To manage this vacuum, Japan encouraged the ten member states of ASEAN to transform the ASEAN Post Ministerial Dialogue in 1992 to form what would later be called the ASEAN Regional Forum (ARF). Japanese and Australian scholars managed to convince the semi-governmental think tanks, known as the Consortium of Security Cooperation in Asia-Pacific (CSCAP), that were closest to their respective Presidents, Prime Ministers, and Foreign and Defense Ministers to formally adopt and launch the ARF in 1994, which is now comprised of 26 member states, including all the nuclear powers in the region.
With the collapse of 90 per cent of the fisheries in the 12 nautical miles’ territorial waters of China in recent years, more and more illegal unregulated unreported (IUU) fishing has made their way to as far as the seas in Natuna Island, Indonesia. To counter, the US and Indonesia have launched a joint training centre in Batam to the tune of USD 3.6 million which is also a triangular economic cooperation plan of Indonesia, Singapore and Malaysia. Australia and Japan through the RAA and its Southeast Asian partners can gain immensely from this initiative, as China’s six nuclear submarines will find it difficult to slip through the shallow Straits of Malacca without being detected upon their ports.
To this end, Japan has made sizable investments into Nicobar Island in the Indian Ocean, which lies not too far from the northern mouth of the Straits of Malacca.
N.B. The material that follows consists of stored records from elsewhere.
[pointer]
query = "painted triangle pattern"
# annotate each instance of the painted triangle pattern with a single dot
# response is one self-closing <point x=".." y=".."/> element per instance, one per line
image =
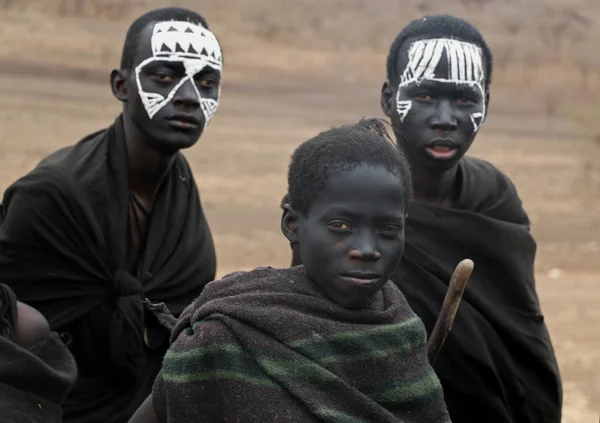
<point x="185" y="39"/>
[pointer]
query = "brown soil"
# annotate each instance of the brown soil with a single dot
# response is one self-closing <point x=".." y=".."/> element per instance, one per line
<point x="292" y="70"/>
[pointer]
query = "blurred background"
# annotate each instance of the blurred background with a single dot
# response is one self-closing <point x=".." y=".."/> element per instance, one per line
<point x="296" y="67"/>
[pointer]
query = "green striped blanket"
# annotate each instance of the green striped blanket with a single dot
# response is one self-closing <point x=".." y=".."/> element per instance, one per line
<point x="268" y="346"/>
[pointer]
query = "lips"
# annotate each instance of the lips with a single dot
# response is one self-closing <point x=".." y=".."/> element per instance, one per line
<point x="360" y="278"/>
<point x="442" y="149"/>
<point x="183" y="121"/>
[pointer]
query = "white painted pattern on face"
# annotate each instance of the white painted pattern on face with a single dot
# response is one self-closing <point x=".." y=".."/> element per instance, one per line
<point x="192" y="45"/>
<point x="465" y="66"/>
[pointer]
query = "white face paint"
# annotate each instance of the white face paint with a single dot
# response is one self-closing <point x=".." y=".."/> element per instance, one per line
<point x="192" y="45"/>
<point x="465" y="66"/>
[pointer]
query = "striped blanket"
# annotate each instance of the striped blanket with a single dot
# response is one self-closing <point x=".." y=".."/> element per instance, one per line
<point x="268" y="346"/>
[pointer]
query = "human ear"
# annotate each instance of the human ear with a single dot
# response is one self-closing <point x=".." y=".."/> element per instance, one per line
<point x="289" y="224"/>
<point x="118" y="84"/>
<point x="388" y="99"/>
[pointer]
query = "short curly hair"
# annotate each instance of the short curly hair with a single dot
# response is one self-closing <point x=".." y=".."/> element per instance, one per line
<point x="438" y="26"/>
<point x="340" y="149"/>
<point x="153" y="16"/>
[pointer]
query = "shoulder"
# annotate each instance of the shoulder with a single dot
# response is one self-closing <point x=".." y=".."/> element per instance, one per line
<point x="37" y="192"/>
<point x="476" y="167"/>
<point x="489" y="191"/>
<point x="240" y="286"/>
<point x="32" y="326"/>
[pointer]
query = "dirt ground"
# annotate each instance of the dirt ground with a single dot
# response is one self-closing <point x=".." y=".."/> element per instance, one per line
<point x="240" y="165"/>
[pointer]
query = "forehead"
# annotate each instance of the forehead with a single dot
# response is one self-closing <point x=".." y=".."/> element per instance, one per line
<point x="367" y="191"/>
<point x="442" y="59"/>
<point x="180" y="41"/>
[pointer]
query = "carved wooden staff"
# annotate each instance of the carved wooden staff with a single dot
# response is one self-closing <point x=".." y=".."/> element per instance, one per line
<point x="443" y="324"/>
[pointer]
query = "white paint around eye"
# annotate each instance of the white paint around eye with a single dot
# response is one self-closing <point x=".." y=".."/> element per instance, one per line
<point x="465" y="66"/>
<point x="192" y="45"/>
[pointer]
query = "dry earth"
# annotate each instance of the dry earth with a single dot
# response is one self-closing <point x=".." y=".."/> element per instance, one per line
<point x="293" y="69"/>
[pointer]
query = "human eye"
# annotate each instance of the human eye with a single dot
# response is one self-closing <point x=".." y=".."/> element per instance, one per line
<point x="208" y="82"/>
<point x="339" y="226"/>
<point x="391" y="231"/>
<point x="423" y="96"/>
<point x="465" y="100"/>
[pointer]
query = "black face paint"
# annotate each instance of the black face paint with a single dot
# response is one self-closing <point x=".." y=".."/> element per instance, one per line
<point x="177" y="72"/>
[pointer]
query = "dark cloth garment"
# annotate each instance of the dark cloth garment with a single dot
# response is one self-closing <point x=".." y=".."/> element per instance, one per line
<point x="62" y="245"/>
<point x="35" y="380"/>
<point x="497" y="364"/>
<point x="8" y="312"/>
<point x="269" y="346"/>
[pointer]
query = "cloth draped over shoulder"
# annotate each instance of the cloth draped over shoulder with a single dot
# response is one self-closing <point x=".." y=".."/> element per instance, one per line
<point x="268" y="345"/>
<point x="497" y="364"/>
<point x="61" y="247"/>
<point x="33" y="381"/>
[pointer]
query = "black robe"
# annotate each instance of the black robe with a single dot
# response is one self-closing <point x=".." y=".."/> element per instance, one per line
<point x="497" y="364"/>
<point x="61" y="247"/>
<point x="34" y="380"/>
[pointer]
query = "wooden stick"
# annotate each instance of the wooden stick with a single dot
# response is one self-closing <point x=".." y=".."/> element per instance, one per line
<point x="443" y="324"/>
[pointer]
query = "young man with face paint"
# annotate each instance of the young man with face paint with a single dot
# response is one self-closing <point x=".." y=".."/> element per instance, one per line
<point x="100" y="226"/>
<point x="331" y="341"/>
<point x="497" y="364"/>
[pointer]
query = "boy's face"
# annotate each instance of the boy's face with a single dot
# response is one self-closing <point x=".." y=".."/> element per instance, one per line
<point x="352" y="237"/>
<point x="440" y="102"/>
<point x="176" y="76"/>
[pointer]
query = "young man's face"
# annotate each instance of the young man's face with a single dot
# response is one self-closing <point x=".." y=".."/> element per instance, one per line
<point x="439" y="103"/>
<point x="352" y="237"/>
<point x="174" y="85"/>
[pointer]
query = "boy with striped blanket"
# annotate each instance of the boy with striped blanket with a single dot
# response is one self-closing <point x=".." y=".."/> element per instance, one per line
<point x="330" y="341"/>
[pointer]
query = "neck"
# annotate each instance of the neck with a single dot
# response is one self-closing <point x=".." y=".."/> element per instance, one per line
<point x="147" y="167"/>
<point x="432" y="187"/>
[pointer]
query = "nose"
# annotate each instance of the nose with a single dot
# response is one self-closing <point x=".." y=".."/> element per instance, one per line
<point x="187" y="96"/>
<point x="444" y="118"/>
<point x="365" y="249"/>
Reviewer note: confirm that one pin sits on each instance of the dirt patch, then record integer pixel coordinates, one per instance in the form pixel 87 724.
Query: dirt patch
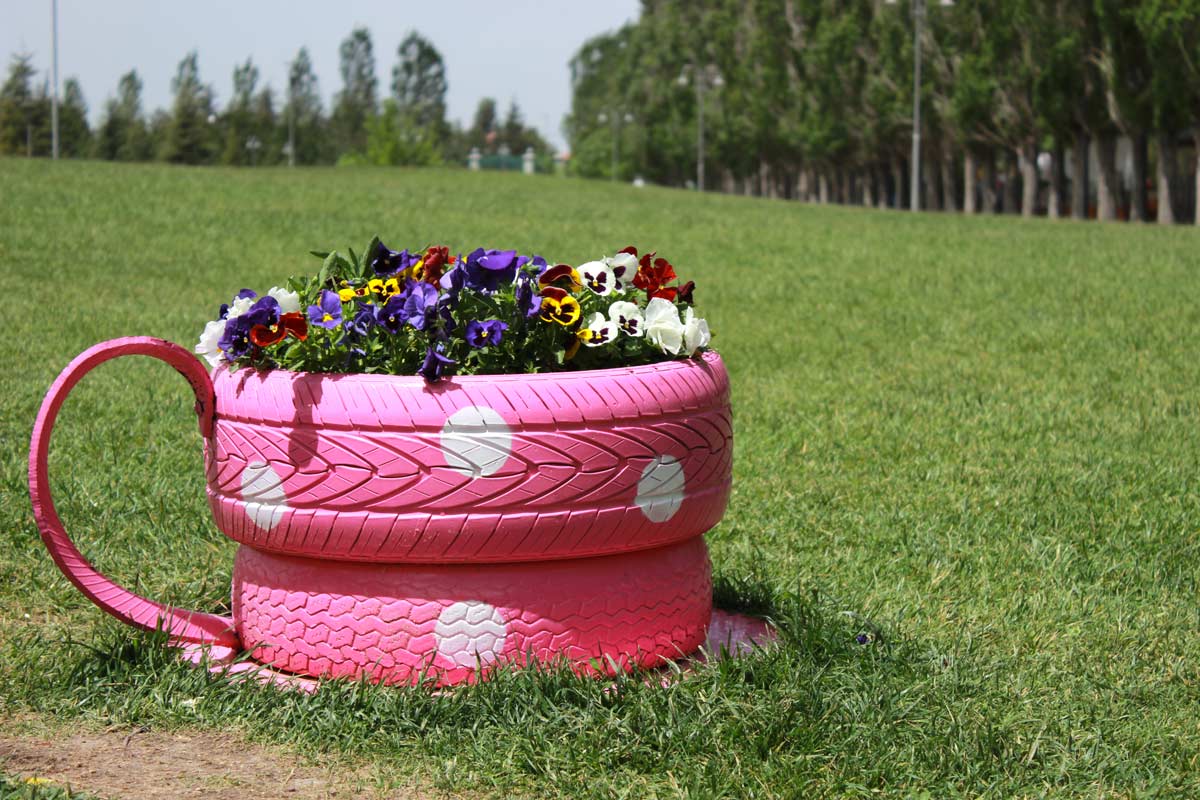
pixel 187 764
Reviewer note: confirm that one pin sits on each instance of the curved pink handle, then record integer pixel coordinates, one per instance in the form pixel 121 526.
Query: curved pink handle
pixel 121 603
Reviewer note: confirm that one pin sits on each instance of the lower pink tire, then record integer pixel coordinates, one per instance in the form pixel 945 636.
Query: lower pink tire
pixel 394 623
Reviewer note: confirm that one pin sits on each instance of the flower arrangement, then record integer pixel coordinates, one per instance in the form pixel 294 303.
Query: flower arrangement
pixel 489 312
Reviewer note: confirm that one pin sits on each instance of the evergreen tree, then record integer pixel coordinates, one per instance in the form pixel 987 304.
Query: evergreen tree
pixel 18 108
pixel 303 113
pixel 357 102
pixel 190 137
pixel 419 84
pixel 75 134
pixel 241 143
pixel 123 133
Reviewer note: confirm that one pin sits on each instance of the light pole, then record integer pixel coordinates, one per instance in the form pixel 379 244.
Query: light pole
pixel 54 102
pixel 292 119
pixel 601 118
pixel 707 77
pixel 918 24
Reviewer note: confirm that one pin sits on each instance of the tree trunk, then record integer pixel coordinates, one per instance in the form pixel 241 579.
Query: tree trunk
pixel 929 179
pixel 949 191
pixel 969 181
pixel 1027 162
pixel 1140 157
pixel 1079 188
pixel 1008 198
pixel 1107 181
pixel 1057 182
pixel 989 182
pixel 1165 143
pixel 1195 143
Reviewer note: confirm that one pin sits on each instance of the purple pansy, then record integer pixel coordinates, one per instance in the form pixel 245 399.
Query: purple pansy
pixel 235 341
pixel 390 316
pixel 328 312
pixel 363 320
pixel 433 365
pixel 485 334
pixel 528 301
pixel 420 305
pixel 489 269
pixel 389 262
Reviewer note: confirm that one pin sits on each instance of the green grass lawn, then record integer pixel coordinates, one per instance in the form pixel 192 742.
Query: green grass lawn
pixel 975 439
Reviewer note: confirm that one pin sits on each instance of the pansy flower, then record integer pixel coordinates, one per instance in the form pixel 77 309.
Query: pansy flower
pixel 454 281
pixel 387 263
pixel 485 334
pixel 490 269
pixel 695 332
pixel 628 317
pixel 653 276
pixel 420 305
pixel 558 306
pixel 235 340
pixel 432 265
pixel 209 344
pixel 289 301
pixel 528 302
pixel 598 331
pixel 239 306
pixel 623 265
pixel 361 323
pixel 435 364
pixel 663 325
pixel 390 316
pixel 291 324
pixel 563 276
pixel 328 311
pixel 685 292
pixel 599 277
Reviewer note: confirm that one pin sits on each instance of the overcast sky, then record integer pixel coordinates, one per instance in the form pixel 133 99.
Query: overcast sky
pixel 513 50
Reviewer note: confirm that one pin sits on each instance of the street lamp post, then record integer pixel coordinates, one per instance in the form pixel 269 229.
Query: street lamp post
pixel 918 24
pixel 601 118
pixel 54 102
pixel 708 77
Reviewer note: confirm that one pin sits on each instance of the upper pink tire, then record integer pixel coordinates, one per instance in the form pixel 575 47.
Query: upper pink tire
pixel 473 469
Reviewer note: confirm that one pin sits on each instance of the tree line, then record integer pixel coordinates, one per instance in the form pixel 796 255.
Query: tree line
pixel 1024 102
pixel 403 124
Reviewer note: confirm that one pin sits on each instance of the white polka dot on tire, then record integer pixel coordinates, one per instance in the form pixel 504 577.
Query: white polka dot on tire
pixel 660 489
pixel 477 441
pixel 262 489
pixel 469 632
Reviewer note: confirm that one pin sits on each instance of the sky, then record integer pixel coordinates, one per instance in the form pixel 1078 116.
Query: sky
pixel 519 49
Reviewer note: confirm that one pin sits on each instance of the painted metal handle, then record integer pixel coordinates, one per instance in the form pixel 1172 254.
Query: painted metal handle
pixel 118 601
The goal is to lengthen the runway to allow PSC-8 Poseidon, which can do a sweep of the sea floor to detect submarines.
With the advent of AUKUS and the RAA, the significance of ARF’s “Defensive Diplomacy” has weakened. The region remains locked in confidence building initiatives attempting to socialize China by participating in preventive diplomacy, peacekeeping, and maritime cooperation. ARF will continue to diminish in strategic value, as Canberra and Tokyo have grown impatient with its ability to dissuade China from revisionist behaviour and choose regionally focused, functional cooperation based on coordinating middle power comparative advantages and thus ensuring middle power autonomy, anchoring the US into the region, and preventing Chinese hegemony from emerging.